Please direct any and all excuses to the excuses box, because I’m not going to sit here and sugarcoat it. The Celtics made every mistake in the book, and dusted off their tried-and-true methods of losing games. Three-point shooting? Terrible. Turnovers? You know it. Horrific decision-making? Book it.

Oh, sorry. Was it the final game of a road trip, second night of a back-to-back, without Derrick White or Al Horford? Was it, per chance, a trap game? Nope, not today. File all that away in the excuse box, which will be thrown into the ocean along with this game following a 24-hour grace period.

Because an excuse is not the same thing as a permission. Sure, all of that explains why the Celtics lost, but under no circumstances does that make the complete buffoonery that lost this game okay.

I can tell you exactly when I said the words “we are going to lose this game” to the four friends that were watching this train-wreck-in-slow-motion alongside me.

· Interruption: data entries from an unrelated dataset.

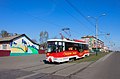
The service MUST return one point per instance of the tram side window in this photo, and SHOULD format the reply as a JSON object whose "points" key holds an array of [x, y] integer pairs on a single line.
{"points": [[80, 48], [68, 46], [85, 47]]}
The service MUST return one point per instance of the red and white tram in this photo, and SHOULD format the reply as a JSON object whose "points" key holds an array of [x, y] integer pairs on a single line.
{"points": [[62, 50]]}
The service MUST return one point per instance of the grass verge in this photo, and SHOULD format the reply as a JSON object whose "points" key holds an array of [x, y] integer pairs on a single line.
{"points": [[92, 57]]}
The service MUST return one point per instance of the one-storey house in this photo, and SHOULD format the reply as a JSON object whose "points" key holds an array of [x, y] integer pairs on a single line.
{"points": [[18, 45]]}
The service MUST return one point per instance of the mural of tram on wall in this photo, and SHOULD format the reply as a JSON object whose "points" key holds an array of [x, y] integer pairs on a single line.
{"points": [[18, 45]]}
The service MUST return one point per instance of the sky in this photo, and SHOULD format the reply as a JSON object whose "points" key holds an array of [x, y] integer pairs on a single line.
{"points": [[30, 17]]}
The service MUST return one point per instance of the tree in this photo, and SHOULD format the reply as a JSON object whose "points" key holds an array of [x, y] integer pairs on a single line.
{"points": [[43, 39]]}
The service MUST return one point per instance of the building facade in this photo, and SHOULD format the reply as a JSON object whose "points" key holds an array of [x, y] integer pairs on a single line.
{"points": [[93, 46], [18, 45]]}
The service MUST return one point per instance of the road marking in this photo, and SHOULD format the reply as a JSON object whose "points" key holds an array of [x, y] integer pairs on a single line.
{"points": [[23, 77], [105, 57]]}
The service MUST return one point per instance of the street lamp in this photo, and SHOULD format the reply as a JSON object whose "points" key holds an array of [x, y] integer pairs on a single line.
{"points": [[96, 28]]}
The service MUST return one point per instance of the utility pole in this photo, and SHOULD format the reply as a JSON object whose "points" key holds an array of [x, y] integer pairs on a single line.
{"points": [[96, 29]]}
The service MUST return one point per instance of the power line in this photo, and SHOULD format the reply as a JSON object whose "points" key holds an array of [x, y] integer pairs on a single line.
{"points": [[77, 10], [72, 16]]}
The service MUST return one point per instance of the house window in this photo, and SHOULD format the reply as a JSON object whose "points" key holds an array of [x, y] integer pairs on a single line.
{"points": [[4, 46]]}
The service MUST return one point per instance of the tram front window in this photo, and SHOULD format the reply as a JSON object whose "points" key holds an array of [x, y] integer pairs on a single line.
{"points": [[54, 47]]}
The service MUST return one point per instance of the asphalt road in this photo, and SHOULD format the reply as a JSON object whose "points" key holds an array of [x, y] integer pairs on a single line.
{"points": [[106, 68], [33, 67]]}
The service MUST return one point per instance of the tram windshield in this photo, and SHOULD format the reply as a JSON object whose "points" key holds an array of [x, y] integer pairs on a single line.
{"points": [[54, 47]]}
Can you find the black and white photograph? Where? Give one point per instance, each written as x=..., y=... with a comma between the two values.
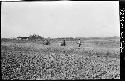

It was with 1:10 left in the fourth quarter, when Jaylen Brown was forced into a heavily contested three at the end of the shot clock, with the Celtics nursing a four-point lead.

This abomination of a possession saw four counts of hoping someone else bailed them out. I felt like I was watching the 2021 NBA Finals, because suddenly I saw five green jerseys terrified to shoot the basketball.

Despite 45 points from Jayson Tatum—who continues to average over 40 points per game against the Hornets—the rest of the squad was completely unable to get into their game. Save for Payton Pritchard, who managed season-highs in scoring and triples, here’s the laundry list of failure from Monday night.

Sam Hauser, who started in place of White and came into tonight leading the NBA in three-point percentage, managed to make just one of his nine attempts. Kristaps Porzingis was passable but missed way too many shots in the fourth quarter and OT, and Jrue Holiday made some of the worst decisions imaginable in several key spots.

Meanwhile, Jaylen Brown traded ball and man movement for tunnel vision and bricks. He looked like he was playing football half the time, forcing the issue in the lane with varying degrees of success. Brown didn’t have it all night, but I’m hesitant or really blame him for taking what were often good shots.

It’s one thing for me, a spectator, to say he “didn’t have it,” when he probably felt quite differently in the moment. At the end of the day, you live and die with your best players taking shots. What I don’t want to live and die with is stuff like this:

I can’t overstate how devastating these missed free throws were. Holiday had a chance to ice the game and go up by four when the Celtics were staring down crack-shot LaMelo Ball who was unable to miss. Instead, the Celtics messed around with a two-point lead and found out.

Deep breaths.

Look, it’s the 13th game of the regular season, so I’d usually have a bit more chill than this coming off a pretty explainable loss. Sure, maybe last season I could take an end-of-road-trip loss to the Hornets on the chin. But not this year.

I am an emotional person, largely incapable of a rational reaction when the Celtics blow a game, however meaningless. Closing games is a skill, and not one that can be messed around with. LaMelo Ball should not be the best player on the floor down the stretch, and the Celtics must be more professional and surgical than that.

My expectations for the season are such that this kind of thing is not going to fly. Apologies for the drama.